Shelley Deane is the Director of Brehon Advisory working on conflict, education, mediation and investment in the Middle East and North Africa. Formerly Assistant Professor of International Relations and Middle East Politics at Bowdoin College, Shelley researches the ending and mending of conflicts, mediation and negotiation, peace agreements, security pacts, factions, and states in conflict. She has mediation, aid, development and security experience in Iraq, Egypt, Lebanon, Jordan, Tunisia, Palestine, the UAE and Ireland. Shelley has a PhD in Government from the LSE (London School of Economics and Political Science), is a board member with GOAL UK, and a Visiting Fellow at ISCTSJ (Institute for the Study of Conflict Transformation and Social Justice) at Queens University Belfast.

Clemens Hoffmann received his DPhil in International Relations from the University of Sussex in 2010 with a thesis on post-Ottoman state formation entitled the ‘Fallacy of Modernity’. More recently, his work has focused on the relation between political rule and its relationship to nature, exploring the origins of and alternatives to hydrocarbon-based state-led developmentalism through the lens of a geopolitical ecology. He currently works as an Assistant Professor at Bilkent University, Ankara, Turkey, where he teaches World Politics, Development and Environment courses. He has published in Global Environmental Change, Environment and Planning C: Government and Policy, Cambridge Review of International Affairs and Cooperation and Conflict.

Jan Selby is Professor of International Relations at the University of Sussex, and Director of the Sussex Centre for Conflict and Security Research. His research focuses on environmental security, peace processes, the linkages between conflict and development, and the Israeli-Palestinian conflict. He is author of Water, Power and Politics in the Middle East (I.B. Tauris, 2003) and more recent books and articles on climate security, militarism, liberal peace-building, International Relations theory, and Israeli-Palestinian water politics.

Magdy Rezk obtained his Bachelor of Science in Economics from Cairo University in 1981 and has been Director of the Center for Egyptian Affairs Studies, since September 2013. Previous experience includes positions as Deputy Director, Center for Political and Strategic Studies, Al-Ahram newspaper; Editor in Chief of Ahwal Masria Review (previously Vice Editor); and Senior Economist at the Center for Political and Strategic Studies, Al-Ahram newspaper (previously Economic Researcher and Assistant Researcher). Magdy’s research areas are Egyptian and Regional Economies (especially Iran and GCC Countries).
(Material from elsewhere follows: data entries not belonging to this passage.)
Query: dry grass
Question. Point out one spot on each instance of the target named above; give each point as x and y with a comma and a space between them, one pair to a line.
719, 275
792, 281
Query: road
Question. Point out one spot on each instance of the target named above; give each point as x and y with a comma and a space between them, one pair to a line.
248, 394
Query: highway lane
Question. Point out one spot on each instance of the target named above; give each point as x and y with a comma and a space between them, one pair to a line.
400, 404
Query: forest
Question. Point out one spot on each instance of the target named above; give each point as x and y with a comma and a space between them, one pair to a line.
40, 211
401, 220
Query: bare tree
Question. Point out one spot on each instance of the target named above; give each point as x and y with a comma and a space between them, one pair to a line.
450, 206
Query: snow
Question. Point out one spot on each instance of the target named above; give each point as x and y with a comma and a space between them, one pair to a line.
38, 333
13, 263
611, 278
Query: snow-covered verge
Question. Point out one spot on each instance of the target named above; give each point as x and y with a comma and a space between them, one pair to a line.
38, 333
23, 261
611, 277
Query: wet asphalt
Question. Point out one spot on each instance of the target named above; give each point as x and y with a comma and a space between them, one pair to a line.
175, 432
Mariz Tadros is the Power and Popular Politics Cluster co-leader at the Institute of Development Studies (IDS). She is the author of Resistance, Revolt and Gender Justice in Egypt (Syracuse University Press, 2016); Copts at the Crossroads (American University Press and Oxford University Press of America, 2013) and The Muslim Brotherhood in Contemporary Egypt (Routledge, 2012). She is also the editor of the volume Women in Politics (Zed Books, 2014) and has written extensively on democratisation, unruly politics and citizen engagement in the Middle East.